Signed-off-by: Piotr Sikora <piotrsikora@google.com>
Roman Arutyunyan [Mon, 11 Sep 2017 12:32:31 +0000 (15:32 +0300)]
Stream: relaxed next upstream condition (ticket #1317).
When switching to a next upstream, some buffers could be stuck in the middle
of the filter chain. A condition existed that raised an error when this
happened. As it turned out, this condition prevented switching to a next
upstream if ssl preread was used with the TCP protocol (see the ticket).
In fact, the condition does not make sense for TCP, since after successful
connection to an upstream switching to another upstream never happens. As for
UDP, the issue with stuck buffers is unlikely to happen, but is still possible.

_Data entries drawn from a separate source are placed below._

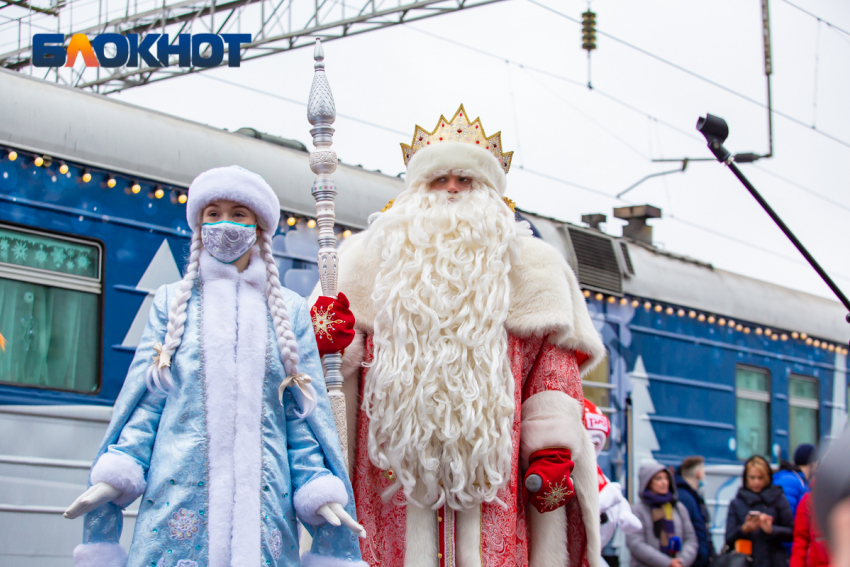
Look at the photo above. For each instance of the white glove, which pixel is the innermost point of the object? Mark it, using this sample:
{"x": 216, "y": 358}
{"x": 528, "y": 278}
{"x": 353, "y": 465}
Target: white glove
{"x": 335, "y": 514}
{"x": 94, "y": 497}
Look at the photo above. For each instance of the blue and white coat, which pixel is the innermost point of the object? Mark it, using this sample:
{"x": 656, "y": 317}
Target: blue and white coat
{"x": 223, "y": 468}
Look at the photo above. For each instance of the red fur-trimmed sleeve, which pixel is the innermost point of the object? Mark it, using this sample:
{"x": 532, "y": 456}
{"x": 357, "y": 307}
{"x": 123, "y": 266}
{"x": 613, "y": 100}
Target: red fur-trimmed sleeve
{"x": 552, "y": 368}
{"x": 553, "y": 416}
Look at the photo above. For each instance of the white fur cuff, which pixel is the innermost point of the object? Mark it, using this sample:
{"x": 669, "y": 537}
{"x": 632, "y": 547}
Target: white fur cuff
{"x": 552, "y": 419}
{"x": 317, "y": 493}
{"x": 99, "y": 555}
{"x": 120, "y": 472}
{"x": 313, "y": 560}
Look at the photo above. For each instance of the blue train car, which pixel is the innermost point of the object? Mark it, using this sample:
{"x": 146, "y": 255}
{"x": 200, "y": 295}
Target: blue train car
{"x": 92, "y": 222}
{"x": 701, "y": 361}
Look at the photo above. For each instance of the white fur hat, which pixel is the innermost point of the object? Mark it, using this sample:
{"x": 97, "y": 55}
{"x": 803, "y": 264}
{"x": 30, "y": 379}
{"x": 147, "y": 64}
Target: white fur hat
{"x": 476, "y": 162}
{"x": 235, "y": 184}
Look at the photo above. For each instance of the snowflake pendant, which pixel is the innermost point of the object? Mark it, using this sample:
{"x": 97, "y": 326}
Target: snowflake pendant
{"x": 557, "y": 495}
{"x": 323, "y": 323}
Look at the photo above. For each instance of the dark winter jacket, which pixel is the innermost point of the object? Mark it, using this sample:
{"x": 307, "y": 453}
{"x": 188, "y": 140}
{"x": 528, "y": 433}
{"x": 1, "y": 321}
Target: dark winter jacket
{"x": 767, "y": 548}
{"x": 700, "y": 518}
{"x": 793, "y": 483}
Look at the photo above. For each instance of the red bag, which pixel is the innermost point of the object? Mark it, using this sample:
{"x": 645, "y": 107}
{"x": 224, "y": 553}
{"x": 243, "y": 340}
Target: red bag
{"x": 554, "y": 467}
{"x": 333, "y": 323}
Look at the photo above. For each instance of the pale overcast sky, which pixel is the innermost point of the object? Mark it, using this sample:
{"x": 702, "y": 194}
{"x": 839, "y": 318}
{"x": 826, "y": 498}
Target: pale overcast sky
{"x": 404, "y": 75}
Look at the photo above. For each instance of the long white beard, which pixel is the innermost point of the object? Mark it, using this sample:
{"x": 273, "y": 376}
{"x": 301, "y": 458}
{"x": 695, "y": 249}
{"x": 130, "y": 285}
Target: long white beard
{"x": 440, "y": 393}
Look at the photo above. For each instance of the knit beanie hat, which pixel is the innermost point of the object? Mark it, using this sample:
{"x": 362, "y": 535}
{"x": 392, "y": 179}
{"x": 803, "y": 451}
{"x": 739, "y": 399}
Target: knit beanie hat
{"x": 805, "y": 454}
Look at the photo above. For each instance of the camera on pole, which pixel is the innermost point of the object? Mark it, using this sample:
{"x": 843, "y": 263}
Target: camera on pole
{"x": 588, "y": 31}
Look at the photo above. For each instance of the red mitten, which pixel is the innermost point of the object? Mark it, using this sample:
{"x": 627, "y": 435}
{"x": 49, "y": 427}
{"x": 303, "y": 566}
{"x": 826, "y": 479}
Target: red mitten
{"x": 554, "y": 467}
{"x": 333, "y": 323}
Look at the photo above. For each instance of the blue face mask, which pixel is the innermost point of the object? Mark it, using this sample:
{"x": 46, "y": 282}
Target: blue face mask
{"x": 228, "y": 241}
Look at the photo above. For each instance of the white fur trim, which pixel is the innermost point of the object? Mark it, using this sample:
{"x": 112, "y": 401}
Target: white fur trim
{"x": 314, "y": 560}
{"x": 549, "y": 538}
{"x": 554, "y": 419}
{"x": 420, "y": 537}
{"x": 481, "y": 164}
{"x": 315, "y": 494}
{"x": 236, "y": 184}
{"x": 545, "y": 296}
{"x": 234, "y": 382}
{"x": 99, "y": 555}
{"x": 468, "y": 537}
{"x": 122, "y": 473}
{"x": 252, "y": 340}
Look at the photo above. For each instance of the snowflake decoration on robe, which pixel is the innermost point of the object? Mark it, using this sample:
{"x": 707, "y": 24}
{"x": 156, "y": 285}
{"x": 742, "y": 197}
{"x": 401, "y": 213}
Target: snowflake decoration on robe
{"x": 556, "y": 496}
{"x": 323, "y": 323}
{"x": 183, "y": 524}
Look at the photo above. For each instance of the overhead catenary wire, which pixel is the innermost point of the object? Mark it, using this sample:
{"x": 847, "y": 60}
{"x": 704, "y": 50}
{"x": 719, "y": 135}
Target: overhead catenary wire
{"x": 700, "y": 77}
{"x": 818, "y": 18}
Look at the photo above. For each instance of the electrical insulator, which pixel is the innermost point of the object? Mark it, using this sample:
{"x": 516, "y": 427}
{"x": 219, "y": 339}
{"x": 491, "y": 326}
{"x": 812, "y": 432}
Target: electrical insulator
{"x": 588, "y": 31}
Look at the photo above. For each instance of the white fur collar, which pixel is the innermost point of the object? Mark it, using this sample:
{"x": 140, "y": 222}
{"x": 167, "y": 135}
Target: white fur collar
{"x": 235, "y": 336}
{"x": 545, "y": 296}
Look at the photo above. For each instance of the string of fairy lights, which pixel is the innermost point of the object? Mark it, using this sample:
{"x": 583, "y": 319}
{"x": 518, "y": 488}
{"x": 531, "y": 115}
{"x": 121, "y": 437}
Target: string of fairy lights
{"x": 713, "y": 319}
{"x": 133, "y": 185}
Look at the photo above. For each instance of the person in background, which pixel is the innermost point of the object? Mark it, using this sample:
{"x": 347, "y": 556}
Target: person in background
{"x": 690, "y": 476}
{"x": 761, "y": 514}
{"x": 794, "y": 478}
{"x": 666, "y": 538}
{"x": 810, "y": 549}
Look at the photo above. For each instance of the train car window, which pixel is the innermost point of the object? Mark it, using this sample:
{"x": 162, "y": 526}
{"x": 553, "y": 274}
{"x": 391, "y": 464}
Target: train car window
{"x": 597, "y": 389}
{"x": 50, "y": 288}
{"x": 803, "y": 409}
{"x": 752, "y": 392}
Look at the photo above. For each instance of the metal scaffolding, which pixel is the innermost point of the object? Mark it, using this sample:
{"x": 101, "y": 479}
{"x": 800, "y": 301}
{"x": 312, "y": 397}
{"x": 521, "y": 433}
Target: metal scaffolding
{"x": 274, "y": 25}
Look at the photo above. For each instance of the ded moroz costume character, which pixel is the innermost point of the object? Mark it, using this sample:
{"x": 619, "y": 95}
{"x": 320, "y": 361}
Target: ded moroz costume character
{"x": 465, "y": 373}
{"x": 223, "y": 436}
{"x": 614, "y": 509}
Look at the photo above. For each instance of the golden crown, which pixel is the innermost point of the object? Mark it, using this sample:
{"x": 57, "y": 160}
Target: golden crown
{"x": 458, "y": 129}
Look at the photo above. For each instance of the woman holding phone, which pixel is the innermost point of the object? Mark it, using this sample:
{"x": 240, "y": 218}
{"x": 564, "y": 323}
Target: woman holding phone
{"x": 760, "y": 514}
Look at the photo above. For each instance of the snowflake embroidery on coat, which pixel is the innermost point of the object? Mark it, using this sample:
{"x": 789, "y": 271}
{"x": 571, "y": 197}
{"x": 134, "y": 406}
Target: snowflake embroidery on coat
{"x": 183, "y": 524}
{"x": 276, "y": 543}
{"x": 556, "y": 495}
{"x": 323, "y": 323}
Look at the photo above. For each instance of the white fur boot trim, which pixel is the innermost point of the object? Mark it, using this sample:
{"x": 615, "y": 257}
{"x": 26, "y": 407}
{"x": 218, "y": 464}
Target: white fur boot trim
{"x": 315, "y": 494}
{"x": 468, "y": 538}
{"x": 548, "y": 538}
{"x": 421, "y": 543}
{"x": 99, "y": 555}
{"x": 314, "y": 560}
{"x": 120, "y": 472}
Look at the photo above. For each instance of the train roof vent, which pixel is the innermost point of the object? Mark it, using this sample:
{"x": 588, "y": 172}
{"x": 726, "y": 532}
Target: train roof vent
{"x": 596, "y": 261}
{"x": 627, "y": 259}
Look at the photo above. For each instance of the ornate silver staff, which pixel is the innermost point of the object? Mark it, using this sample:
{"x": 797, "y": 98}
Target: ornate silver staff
{"x": 321, "y": 113}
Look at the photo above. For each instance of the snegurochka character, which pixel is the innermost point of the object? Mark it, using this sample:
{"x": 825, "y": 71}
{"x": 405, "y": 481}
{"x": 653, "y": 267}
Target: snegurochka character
{"x": 223, "y": 425}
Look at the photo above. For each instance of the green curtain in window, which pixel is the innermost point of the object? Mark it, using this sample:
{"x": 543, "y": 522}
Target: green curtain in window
{"x": 51, "y": 336}
{"x": 752, "y": 433}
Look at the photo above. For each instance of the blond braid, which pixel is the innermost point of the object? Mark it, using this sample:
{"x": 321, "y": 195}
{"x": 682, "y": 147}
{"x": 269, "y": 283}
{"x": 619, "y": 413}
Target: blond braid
{"x": 158, "y": 379}
{"x": 286, "y": 342}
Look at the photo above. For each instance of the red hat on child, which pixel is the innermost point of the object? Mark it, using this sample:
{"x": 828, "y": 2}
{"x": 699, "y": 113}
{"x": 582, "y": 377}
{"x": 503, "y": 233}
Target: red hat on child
{"x": 595, "y": 420}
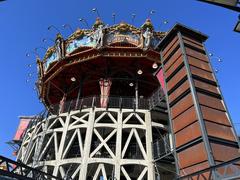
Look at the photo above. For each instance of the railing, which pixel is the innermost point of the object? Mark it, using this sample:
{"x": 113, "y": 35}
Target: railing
{"x": 224, "y": 171}
{"x": 109, "y": 102}
{"x": 16, "y": 170}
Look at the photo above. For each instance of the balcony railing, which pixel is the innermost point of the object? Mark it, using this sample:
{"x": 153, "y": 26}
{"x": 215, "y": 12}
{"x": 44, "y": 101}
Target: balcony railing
{"x": 109, "y": 102}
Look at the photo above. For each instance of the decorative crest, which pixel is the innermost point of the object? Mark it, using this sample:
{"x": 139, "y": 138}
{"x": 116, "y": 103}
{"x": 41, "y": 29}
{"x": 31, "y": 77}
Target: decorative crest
{"x": 97, "y": 23}
{"x": 148, "y": 24}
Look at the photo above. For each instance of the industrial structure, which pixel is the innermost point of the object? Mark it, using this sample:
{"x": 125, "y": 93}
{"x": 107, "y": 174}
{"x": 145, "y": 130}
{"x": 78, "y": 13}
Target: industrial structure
{"x": 129, "y": 103}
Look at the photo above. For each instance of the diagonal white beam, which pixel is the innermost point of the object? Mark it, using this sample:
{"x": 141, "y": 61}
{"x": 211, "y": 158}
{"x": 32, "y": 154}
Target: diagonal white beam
{"x": 80, "y": 142}
{"x": 103, "y": 143}
{"x": 127, "y": 143}
{"x": 140, "y": 144}
{"x": 45, "y": 148}
{"x": 142, "y": 174}
{"x": 69, "y": 144}
{"x": 125, "y": 173}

Specifically, if a filter delays sending data to upstream.
The condition can be relaxed to only check the "buffered" bitmask of the
upstream connection. The new condition is simpler and fixes the ticket issue
as well. Additionally, the upstream_out chain is now reset for UDP prior to
connecting to a new upstream to prevent repeating the client data twice.